Words: Mike Ryan
Photos: Moto Guzzi
The V85 TT is the latest addition to the Moto Guzzi range, and while it may be a hot new thing that’s looking to the future, there’s still the opportunity to take a look back. Moto Guzzi are doing exactly that with the creation a special edition of the adventure tourer to mark their centenary this year.
Along with special, limited-edition ‘Centenario’ versions of the V7 and related V9, a limited-edition version of the V85 TT will be released this May, too. All three are finished in colours inspired by iconic models from Moto Guzzi’s history.
Short Intro to a Long History
What we know today as Moto Guzzi was officially created on 15 March, 1921, when the "Società Anonima Moto Guzzi" was established with the goal of "manufacturing and sales of motorcycles and any other activity pertinent or connected to the metal mechanical industry".
The founders were Carlo Guzzi, Emanuele Vittorio Parodi and his son Giorgio. The younger Parodi and Guzzi met when serving in the Italian Air Corps in World War I, Giorgio as a pilot and Carlo as a mechanic. Along with a fellow air corps pilot named Giovanni Ravelli, the trio of young enthusiasts would cover all aspects of the business. Guzzi would be the engineer, Parodi the financier and Ravelli the test rider and racer.
Development of a prototype started in 1919, but Ravelli was killed in a flying accident before it was completed. Giorgio and Carlo pressed on, honouring their friend by using the Italian Air Corps’ eagle motif as the company logo.
That prototype, a 500cc horizontal single, initially bore the name ‘G.P.’ for Guzzi-Parodi, but Giorgio Parodi rejected that as he feared it would be confused with his own initials. Thus, Moto Guzzi was born
Following that prototype, the ‘Normale’ was the first production model from Società Anonima Moto Guzzi, released in 1921. Only 17 motorcycles were built in that foundation year, but hundreds of thousands have followed in the 99 years since, including over 200,000 units of the Cardellino, Moto Guzzi’s equivalent of the BSA Bantam.
While Moto Guzzi are best known today for their roadsters, tourers and sports bikes, there is some heritage in adventure touring before the V85 TT, with models like the V65 TT, NTX and Quota in the back catalogue, even though these were arguably closer to enduros in spec and intent.
Looking Back, Going Green
For the unique styling and finish of the 2021 V85 TT ‘Centenario,’ Moto Guzzi went back, way back to the 1950s and beyond.
While some inspiration came from the Normale of 1921, more specific inspiration came from Moto Guzzi’s rich heritage in racing, particularly the ‘Otto Cilindri’ 500cc V8 that was released in 1955. Compact and powerful, the V8 never lived up to its potential on the racetrack, but remains a standout amongst Moto Guzzi’s engineering innovations..
Fitted with a dustbin fairing (popular in 500cc competition until it was banned in 1957) painted a distinctive green, the V8 also featured a black frame, but being an engineering project first and foremost, the fuel tank was left in bare metal and the saddle in natural leather. It’s this combination of finishes that have inspired the colours on the Centenario models.
The product of Moto Guzzi’s in-house styling centre, the 2021 limited-edition V85 TT Centenario features satin metallic silver paint on the fuel tank that echoes the V8’s bare metal look, with a distinctive satin green metallic finish applied to the side covers and front mudguard. Completing the homage is leather seat trim with a distressed look and contrast stitching.
A golden version of the Guzzi eagle tank badge (usually silver) is a touch that’s unique to the Centenario, as is a centennial decal on the front mudguard.
In all other respects, the V85 TT Centenario is unchanged from the regular V85 TT it’s based on (NOTE: the TT, not the TT Travel). That means an 853cc transverse v-twin engine - that has had some tweaks for 2021 to improve low- and mid-range torque delivery - a dry clutch, six-speed transmission and shaft drive.

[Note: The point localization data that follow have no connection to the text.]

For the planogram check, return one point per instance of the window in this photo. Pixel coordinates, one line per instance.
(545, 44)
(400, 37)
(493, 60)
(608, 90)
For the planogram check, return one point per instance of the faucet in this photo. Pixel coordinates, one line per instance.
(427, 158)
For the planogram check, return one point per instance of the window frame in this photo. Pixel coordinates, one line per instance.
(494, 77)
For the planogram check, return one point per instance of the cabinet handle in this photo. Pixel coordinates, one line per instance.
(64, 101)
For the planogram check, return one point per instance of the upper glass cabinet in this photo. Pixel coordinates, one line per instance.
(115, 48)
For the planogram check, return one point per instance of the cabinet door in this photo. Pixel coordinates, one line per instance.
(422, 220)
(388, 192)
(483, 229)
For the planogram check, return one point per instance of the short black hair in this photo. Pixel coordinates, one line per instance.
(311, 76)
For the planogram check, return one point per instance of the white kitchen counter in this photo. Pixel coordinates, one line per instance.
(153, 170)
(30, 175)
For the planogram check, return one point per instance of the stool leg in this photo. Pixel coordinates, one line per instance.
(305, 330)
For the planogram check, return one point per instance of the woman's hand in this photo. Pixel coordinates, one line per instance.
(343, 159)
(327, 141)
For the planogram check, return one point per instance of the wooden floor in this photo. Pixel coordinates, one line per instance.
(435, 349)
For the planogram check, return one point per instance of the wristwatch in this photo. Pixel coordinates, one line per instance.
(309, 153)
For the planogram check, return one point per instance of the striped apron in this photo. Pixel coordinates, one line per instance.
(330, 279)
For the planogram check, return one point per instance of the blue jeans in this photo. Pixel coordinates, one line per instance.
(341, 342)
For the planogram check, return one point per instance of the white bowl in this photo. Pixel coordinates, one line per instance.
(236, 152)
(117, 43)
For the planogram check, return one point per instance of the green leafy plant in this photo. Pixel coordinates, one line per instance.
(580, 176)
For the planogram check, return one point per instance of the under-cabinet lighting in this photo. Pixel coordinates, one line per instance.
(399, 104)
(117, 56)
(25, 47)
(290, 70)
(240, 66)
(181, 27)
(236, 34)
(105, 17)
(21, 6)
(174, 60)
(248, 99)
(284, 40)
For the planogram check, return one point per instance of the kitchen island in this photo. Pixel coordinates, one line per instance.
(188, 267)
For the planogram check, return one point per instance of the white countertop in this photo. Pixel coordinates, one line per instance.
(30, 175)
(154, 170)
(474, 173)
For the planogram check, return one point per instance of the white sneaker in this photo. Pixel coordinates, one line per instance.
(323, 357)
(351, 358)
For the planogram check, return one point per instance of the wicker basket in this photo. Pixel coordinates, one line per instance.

There are new, lighter spoked rims for 2021 that allow tubeless tyres to be fitted, along with two new rider modes – Sport and Custom – on top of the existing three modes.
Everything else is carryover, including ABS, traction control, cruise control, 41mm USD fork, monoshock rear, Brembo brakes, a TFT instrument panel and the option of the MIA multimedia system that links the bike to your smartphone.
Mid Year Centenary
The 2021 Moto Guzzi V85 TT Centenario is due for release sometime around April/May. Only small numbers are expected to be allocated for Australia, so customers are advised to get in touch with their Moto Guzzi dealership to pre-order.
The limited-edition will attract a price premium, too, and while pricing is unconfirmed at time of writing, expect something around the $20,000 mark. See your Moto Guzzi dealer for more details.